The Army is planning for the possibility of keeping the current number of soldiers in Iraq -- well over 100,000 -- for four more years, the Army chief of staff said yesterday.
In an interview, Gen. Peter J. Schoomaker said the service is prepared for the "worst case" in terms of the required level of troops in Iraq. He said the number could be adjusted lower if called for by slowing the force rotation or by shortening tours of duty.
Schoomaker said commanders in Iraq and others in the chain of command will decide how many troops will be needed next year and beyond. His responsibility is to provide them, trained and equipped.
About 138,000 U.S. troops, including about 25,000 Marines, are stationed in Iraq.
"We're staying 18 months to two years ahead of ourselves" in planning which active-duty and National Guard and Reserve units will be provided to meet the commanders' needs, Schoomaker said.

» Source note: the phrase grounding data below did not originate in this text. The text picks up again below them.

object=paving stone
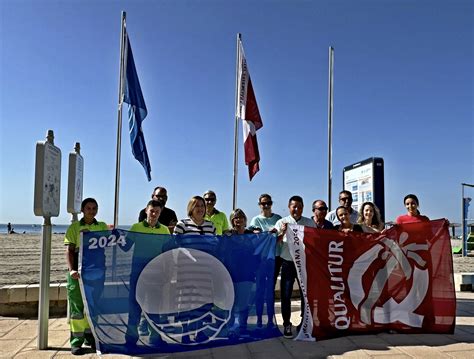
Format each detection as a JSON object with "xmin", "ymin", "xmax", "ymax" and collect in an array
[
  {"xmin": 13, "ymin": 347, "xmax": 57, "ymax": 358},
  {"xmin": 212, "ymin": 344, "xmax": 251, "ymax": 358},
  {"xmin": 329, "ymin": 349, "xmax": 371, "ymax": 358},
  {"xmin": 370, "ymin": 355, "xmax": 413, "ymax": 359},
  {"xmin": 443, "ymin": 351, "xmax": 474, "ymax": 358},
  {"xmin": 246, "ymin": 338, "xmax": 287, "ymax": 353},
  {"xmin": 413, "ymin": 334, "xmax": 458, "ymax": 346},
  {"xmin": 397, "ymin": 345, "xmax": 452, "ymax": 358},
  {"xmin": 376, "ymin": 333, "xmax": 423, "ymax": 346},
  {"xmin": 2, "ymin": 320, "xmax": 38, "ymax": 340},
  {"xmin": 438, "ymin": 342, "xmax": 474, "ymax": 352},
  {"xmin": 0, "ymin": 339, "xmax": 30, "ymax": 358},
  {"xmin": 0, "ymin": 318, "xmax": 21, "ymax": 337}
]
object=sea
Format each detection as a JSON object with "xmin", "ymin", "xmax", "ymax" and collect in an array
[{"xmin": 0, "ymin": 223, "xmax": 131, "ymax": 234}]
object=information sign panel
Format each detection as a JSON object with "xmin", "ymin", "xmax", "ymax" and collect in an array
[
  {"xmin": 34, "ymin": 141, "xmax": 61, "ymax": 217},
  {"xmin": 67, "ymin": 152, "xmax": 83, "ymax": 214}
]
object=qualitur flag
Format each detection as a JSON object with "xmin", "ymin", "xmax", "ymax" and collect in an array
[
  {"xmin": 123, "ymin": 32, "xmax": 151, "ymax": 181},
  {"xmin": 286, "ymin": 219, "xmax": 455, "ymax": 341},
  {"xmin": 79, "ymin": 230, "xmax": 281, "ymax": 355},
  {"xmin": 236, "ymin": 39, "xmax": 263, "ymax": 180}
]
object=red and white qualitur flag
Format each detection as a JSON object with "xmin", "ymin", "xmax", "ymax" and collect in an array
[{"xmin": 236, "ymin": 39, "xmax": 263, "ymax": 180}]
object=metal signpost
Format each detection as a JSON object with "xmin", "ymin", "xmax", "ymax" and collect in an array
[{"xmin": 34, "ymin": 130, "xmax": 61, "ymax": 349}]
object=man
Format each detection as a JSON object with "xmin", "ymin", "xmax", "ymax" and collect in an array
[
  {"xmin": 203, "ymin": 190, "xmax": 229, "ymax": 235},
  {"xmin": 273, "ymin": 195, "xmax": 315, "ymax": 338},
  {"xmin": 138, "ymin": 187, "xmax": 178, "ymax": 232},
  {"xmin": 64, "ymin": 198, "xmax": 108, "ymax": 355},
  {"xmin": 311, "ymin": 200, "xmax": 335, "ymax": 229},
  {"xmin": 249, "ymin": 194, "xmax": 282, "ymax": 328},
  {"xmin": 326, "ymin": 190, "xmax": 358, "ymax": 226},
  {"xmin": 126, "ymin": 200, "xmax": 170, "ymax": 347}
]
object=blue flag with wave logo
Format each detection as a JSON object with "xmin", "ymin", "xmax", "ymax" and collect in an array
[
  {"xmin": 79, "ymin": 230, "xmax": 281, "ymax": 355},
  {"xmin": 123, "ymin": 33, "xmax": 151, "ymax": 181}
]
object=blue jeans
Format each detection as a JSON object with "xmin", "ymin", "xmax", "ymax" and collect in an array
[{"xmin": 280, "ymin": 259, "xmax": 303, "ymax": 326}]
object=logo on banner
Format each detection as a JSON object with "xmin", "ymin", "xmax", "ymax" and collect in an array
[
  {"xmin": 135, "ymin": 248, "xmax": 235, "ymax": 344},
  {"xmin": 347, "ymin": 232, "xmax": 429, "ymax": 327}
]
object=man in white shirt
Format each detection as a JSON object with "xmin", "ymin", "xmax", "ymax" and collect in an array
[{"xmin": 273, "ymin": 195, "xmax": 315, "ymax": 338}]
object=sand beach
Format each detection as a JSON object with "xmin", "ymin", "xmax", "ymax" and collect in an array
[{"xmin": 1, "ymin": 232, "xmax": 474, "ymax": 287}]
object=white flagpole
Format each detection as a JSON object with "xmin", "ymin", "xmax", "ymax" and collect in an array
[
  {"xmin": 327, "ymin": 46, "xmax": 334, "ymax": 210},
  {"xmin": 114, "ymin": 11, "xmax": 127, "ymax": 227},
  {"xmin": 232, "ymin": 33, "xmax": 241, "ymax": 210}
]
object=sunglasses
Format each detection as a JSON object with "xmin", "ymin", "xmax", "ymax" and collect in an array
[
  {"xmin": 339, "ymin": 197, "xmax": 351, "ymax": 202},
  {"xmin": 313, "ymin": 206, "xmax": 328, "ymax": 211},
  {"xmin": 259, "ymin": 201, "xmax": 273, "ymax": 206},
  {"xmin": 204, "ymin": 198, "xmax": 216, "ymax": 202}
]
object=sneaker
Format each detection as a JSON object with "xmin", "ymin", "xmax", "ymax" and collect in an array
[
  {"xmin": 84, "ymin": 338, "xmax": 96, "ymax": 351},
  {"xmin": 283, "ymin": 324, "xmax": 293, "ymax": 338},
  {"xmin": 71, "ymin": 346, "xmax": 84, "ymax": 355}
]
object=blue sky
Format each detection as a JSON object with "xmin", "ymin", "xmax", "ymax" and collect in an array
[{"xmin": 1, "ymin": 0, "xmax": 472, "ymax": 226}]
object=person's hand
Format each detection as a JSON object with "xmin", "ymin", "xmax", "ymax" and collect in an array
[
  {"xmin": 281, "ymin": 222, "xmax": 288, "ymax": 235},
  {"xmin": 70, "ymin": 270, "xmax": 80, "ymax": 280}
]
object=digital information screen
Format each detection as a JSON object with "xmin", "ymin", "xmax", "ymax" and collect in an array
[{"xmin": 343, "ymin": 157, "xmax": 385, "ymax": 220}]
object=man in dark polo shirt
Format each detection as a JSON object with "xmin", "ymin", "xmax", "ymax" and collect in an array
[{"xmin": 138, "ymin": 186, "xmax": 178, "ymax": 232}]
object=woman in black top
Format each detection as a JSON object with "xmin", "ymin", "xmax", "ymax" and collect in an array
[{"xmin": 334, "ymin": 206, "xmax": 364, "ymax": 232}]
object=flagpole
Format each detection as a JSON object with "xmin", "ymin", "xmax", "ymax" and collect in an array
[
  {"xmin": 327, "ymin": 46, "xmax": 334, "ymax": 210},
  {"xmin": 114, "ymin": 11, "xmax": 126, "ymax": 227},
  {"xmin": 232, "ymin": 33, "xmax": 241, "ymax": 210}
]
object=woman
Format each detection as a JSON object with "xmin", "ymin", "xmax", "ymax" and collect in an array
[
  {"xmin": 173, "ymin": 196, "xmax": 216, "ymax": 344},
  {"xmin": 396, "ymin": 194, "xmax": 429, "ymax": 224},
  {"xmin": 228, "ymin": 208, "xmax": 254, "ymax": 235},
  {"xmin": 335, "ymin": 206, "xmax": 364, "ymax": 232},
  {"xmin": 174, "ymin": 196, "xmax": 216, "ymax": 235},
  {"xmin": 226, "ymin": 208, "xmax": 256, "ymax": 335},
  {"xmin": 357, "ymin": 202, "xmax": 384, "ymax": 232},
  {"xmin": 64, "ymin": 198, "xmax": 108, "ymax": 355}
]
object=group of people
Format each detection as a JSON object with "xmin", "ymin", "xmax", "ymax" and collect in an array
[{"xmin": 64, "ymin": 186, "xmax": 430, "ymax": 354}]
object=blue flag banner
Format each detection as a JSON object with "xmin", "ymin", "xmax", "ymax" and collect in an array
[
  {"xmin": 123, "ymin": 33, "xmax": 151, "ymax": 181},
  {"xmin": 79, "ymin": 230, "xmax": 281, "ymax": 355}
]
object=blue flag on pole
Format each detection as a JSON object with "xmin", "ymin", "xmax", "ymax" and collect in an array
[
  {"xmin": 123, "ymin": 33, "xmax": 151, "ymax": 181},
  {"xmin": 80, "ymin": 230, "xmax": 281, "ymax": 355}
]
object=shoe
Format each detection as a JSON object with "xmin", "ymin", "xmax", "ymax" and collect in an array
[
  {"xmin": 84, "ymin": 338, "xmax": 96, "ymax": 351},
  {"xmin": 283, "ymin": 324, "xmax": 293, "ymax": 338},
  {"xmin": 267, "ymin": 321, "xmax": 276, "ymax": 329},
  {"xmin": 296, "ymin": 322, "xmax": 302, "ymax": 332},
  {"xmin": 71, "ymin": 346, "xmax": 84, "ymax": 355}
]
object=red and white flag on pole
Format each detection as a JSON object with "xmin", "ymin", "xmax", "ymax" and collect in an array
[{"xmin": 236, "ymin": 39, "xmax": 263, "ymax": 180}]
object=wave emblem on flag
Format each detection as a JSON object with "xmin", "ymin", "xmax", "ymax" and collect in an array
[
  {"xmin": 237, "ymin": 39, "xmax": 263, "ymax": 180},
  {"xmin": 123, "ymin": 32, "xmax": 151, "ymax": 181},
  {"xmin": 287, "ymin": 220, "xmax": 456, "ymax": 341},
  {"xmin": 136, "ymin": 248, "xmax": 235, "ymax": 345}
]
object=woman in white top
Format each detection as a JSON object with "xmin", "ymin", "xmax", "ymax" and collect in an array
[{"xmin": 174, "ymin": 196, "xmax": 216, "ymax": 235}]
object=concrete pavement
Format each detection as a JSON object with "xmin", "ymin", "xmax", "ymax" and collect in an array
[{"xmin": 1, "ymin": 292, "xmax": 473, "ymax": 358}]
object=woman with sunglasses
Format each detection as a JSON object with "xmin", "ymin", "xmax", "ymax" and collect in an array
[
  {"xmin": 396, "ymin": 194, "xmax": 430, "ymax": 224},
  {"xmin": 249, "ymin": 194, "xmax": 282, "ymax": 328},
  {"xmin": 335, "ymin": 206, "xmax": 364, "ymax": 233},
  {"xmin": 357, "ymin": 202, "xmax": 384, "ymax": 232}
]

The main active-duty combat units scheduled to go to Iraq in the coming year are the 101st Airborne Division, based at Fort Campbell, Ky., and the 4th Infantry Division from Fort Hood, Tex. Both divisions did one-year tours earlier in the war.
With the recent deployment of brigades from Georgia and Pennsylvania, the National Guard has seven combat brigades in Iraq -- the most of the entire war -- plus thousands of support troops.
Along with the Army Reserve and Marine Reserve, they account for about 40 percent of total U.S. forces there. Schoomaker said that will be scaled back next year to about 25 percent as newly expanded active-duty divisions such as the 101st Airborne enter the rotation.